New Delhi: The Defence Acquisition Council (DAC) chaired by Defence Minister Nirmala Sitharaman on Wednesday gave approval to acquisition proposals of the three services (Army, Air Force, Navy) and Coast Guard worth around Rs 9,435 crore.
The DAC gave its approval for procurement of 41,000 light machine guns (LMGs) and over 3.5 lakh close-quarter battle carbines.
The total cost for procurement of carbines and LMGs for the three services is Rs 4,607 crore and Rs 3,000 crore, respectively.
"The weapons are an essential component of a soldier's fighting equipment and will provide a major fillip to the fighting capability of the troops," a Defence Ministry release said.
Of the total procurement, 75 per cent will be done from Indian industry while the rest through the Ordnance Factories Board (OFB).

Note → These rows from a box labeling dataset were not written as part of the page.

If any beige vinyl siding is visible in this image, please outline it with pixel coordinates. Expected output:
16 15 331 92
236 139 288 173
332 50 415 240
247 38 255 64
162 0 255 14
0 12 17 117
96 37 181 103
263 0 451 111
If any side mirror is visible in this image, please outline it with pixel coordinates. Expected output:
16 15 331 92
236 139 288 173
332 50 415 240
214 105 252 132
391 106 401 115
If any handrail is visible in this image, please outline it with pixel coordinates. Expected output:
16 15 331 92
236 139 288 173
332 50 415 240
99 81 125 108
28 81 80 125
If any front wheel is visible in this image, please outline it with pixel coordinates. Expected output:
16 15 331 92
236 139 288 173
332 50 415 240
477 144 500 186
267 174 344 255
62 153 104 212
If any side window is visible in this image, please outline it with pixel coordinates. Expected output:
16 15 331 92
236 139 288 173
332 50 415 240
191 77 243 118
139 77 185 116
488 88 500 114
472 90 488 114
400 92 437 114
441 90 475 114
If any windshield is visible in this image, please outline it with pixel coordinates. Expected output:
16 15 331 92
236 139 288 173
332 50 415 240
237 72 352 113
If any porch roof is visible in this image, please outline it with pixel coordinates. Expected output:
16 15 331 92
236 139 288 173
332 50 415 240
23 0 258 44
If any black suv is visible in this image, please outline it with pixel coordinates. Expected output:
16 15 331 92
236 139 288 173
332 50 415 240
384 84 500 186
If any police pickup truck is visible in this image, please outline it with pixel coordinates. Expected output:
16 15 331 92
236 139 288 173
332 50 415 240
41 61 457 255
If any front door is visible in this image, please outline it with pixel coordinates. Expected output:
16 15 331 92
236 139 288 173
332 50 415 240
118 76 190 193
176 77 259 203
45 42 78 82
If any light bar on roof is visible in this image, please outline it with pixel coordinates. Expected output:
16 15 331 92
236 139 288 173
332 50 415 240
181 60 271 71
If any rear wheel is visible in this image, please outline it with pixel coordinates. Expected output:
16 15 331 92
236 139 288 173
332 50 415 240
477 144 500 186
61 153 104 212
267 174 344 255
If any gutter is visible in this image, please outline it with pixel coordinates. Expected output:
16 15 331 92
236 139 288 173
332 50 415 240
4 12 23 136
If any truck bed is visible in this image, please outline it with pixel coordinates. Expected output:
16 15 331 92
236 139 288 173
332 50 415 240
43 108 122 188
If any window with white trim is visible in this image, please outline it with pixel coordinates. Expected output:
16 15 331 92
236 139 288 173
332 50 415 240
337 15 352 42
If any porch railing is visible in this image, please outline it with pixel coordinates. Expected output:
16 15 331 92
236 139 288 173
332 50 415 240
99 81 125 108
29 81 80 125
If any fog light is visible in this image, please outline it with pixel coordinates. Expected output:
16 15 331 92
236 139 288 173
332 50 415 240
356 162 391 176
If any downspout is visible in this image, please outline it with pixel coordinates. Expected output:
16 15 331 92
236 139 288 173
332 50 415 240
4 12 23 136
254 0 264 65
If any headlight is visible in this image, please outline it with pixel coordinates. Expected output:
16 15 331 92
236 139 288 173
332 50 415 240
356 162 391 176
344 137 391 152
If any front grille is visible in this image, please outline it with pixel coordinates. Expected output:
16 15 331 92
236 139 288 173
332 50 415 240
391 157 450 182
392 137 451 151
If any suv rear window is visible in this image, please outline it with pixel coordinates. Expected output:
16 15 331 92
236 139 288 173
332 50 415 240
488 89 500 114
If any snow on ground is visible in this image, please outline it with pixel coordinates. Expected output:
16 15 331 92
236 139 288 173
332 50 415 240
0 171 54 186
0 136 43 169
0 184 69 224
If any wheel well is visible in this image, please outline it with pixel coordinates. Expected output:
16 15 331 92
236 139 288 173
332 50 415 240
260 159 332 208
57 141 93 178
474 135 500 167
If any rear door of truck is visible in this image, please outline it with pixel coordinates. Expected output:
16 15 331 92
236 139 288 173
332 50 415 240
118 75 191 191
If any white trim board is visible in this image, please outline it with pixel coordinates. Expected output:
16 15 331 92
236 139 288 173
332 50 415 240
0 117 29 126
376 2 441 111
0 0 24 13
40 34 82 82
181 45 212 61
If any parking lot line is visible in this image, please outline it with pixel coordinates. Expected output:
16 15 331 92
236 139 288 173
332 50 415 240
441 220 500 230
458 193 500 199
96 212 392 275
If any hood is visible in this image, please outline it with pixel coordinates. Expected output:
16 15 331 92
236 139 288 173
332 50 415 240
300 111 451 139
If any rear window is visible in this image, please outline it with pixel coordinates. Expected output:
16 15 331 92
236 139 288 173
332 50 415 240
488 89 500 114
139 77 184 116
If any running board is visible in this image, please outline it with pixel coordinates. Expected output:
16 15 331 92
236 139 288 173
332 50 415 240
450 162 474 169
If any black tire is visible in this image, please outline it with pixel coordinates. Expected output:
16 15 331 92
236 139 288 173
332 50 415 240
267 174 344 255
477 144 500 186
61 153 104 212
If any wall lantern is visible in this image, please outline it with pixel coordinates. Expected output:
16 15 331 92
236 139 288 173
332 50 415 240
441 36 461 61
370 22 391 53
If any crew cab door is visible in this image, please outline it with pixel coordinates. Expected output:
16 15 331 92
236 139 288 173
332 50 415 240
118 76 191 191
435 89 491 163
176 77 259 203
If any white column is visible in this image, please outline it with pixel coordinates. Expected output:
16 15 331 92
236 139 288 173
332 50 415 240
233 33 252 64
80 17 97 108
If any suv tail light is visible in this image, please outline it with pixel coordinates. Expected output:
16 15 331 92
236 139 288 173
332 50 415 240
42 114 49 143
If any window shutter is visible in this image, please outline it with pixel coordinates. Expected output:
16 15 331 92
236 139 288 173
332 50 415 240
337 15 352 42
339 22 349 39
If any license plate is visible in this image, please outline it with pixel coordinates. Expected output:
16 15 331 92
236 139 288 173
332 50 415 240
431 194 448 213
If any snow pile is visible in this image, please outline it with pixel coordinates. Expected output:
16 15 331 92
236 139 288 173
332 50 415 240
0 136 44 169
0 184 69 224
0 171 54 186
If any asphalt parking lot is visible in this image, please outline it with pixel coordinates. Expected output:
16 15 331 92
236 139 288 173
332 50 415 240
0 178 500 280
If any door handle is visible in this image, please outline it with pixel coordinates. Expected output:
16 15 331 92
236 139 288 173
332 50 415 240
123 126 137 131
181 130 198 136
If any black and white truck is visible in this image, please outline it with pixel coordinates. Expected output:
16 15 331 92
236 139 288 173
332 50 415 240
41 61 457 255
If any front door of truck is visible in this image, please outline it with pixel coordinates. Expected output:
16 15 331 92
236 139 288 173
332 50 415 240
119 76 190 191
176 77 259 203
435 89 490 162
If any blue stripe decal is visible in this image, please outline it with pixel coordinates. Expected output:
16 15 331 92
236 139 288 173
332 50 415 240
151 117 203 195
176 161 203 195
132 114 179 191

The ministry said that the earmarked quantity for the OFB has been kept to "optimally utilise their infrastructure and capacity, as well as provide a window for assimilation of critical technologies towards building indigenous capability in small arms manufacturing".
"The vintage of personal weapons, assault rifles, carbines and LMGs being operated by the troops, especially on the borders and in militancy-hit areas, has been a cause of concern for over a decade.
"With the approval of these two proposals, the government has cleared procurement of the entire range of personal weapons for the three services," the ministry said.
The DAC also accorded approval for procurement of essential quantity of High Capacity Radio Relay (HCRR) for the Indian Army and Indian Air Force at an estimated cost of over Rs 1,092 crore.
These high capacity radio relays would provide the forces with fail-safe and reliable communication along with increased bandwidth in the tactical battle areas.
To enhance the ability of the Indian Coast Guard to rapidly undertake pollution control measures off the east coast and island territories, the DAC cleared the proposal for acquisition of two pollution control vessels (PCV).
These would be built by Indian shipyards at an approximate cost of Rs 673 crore. These ships in addition to carrying out pollution control would also be capable of undertaking patrolling, search and rescue and limited salvage and fire-fighting operations at sea, the ministry said.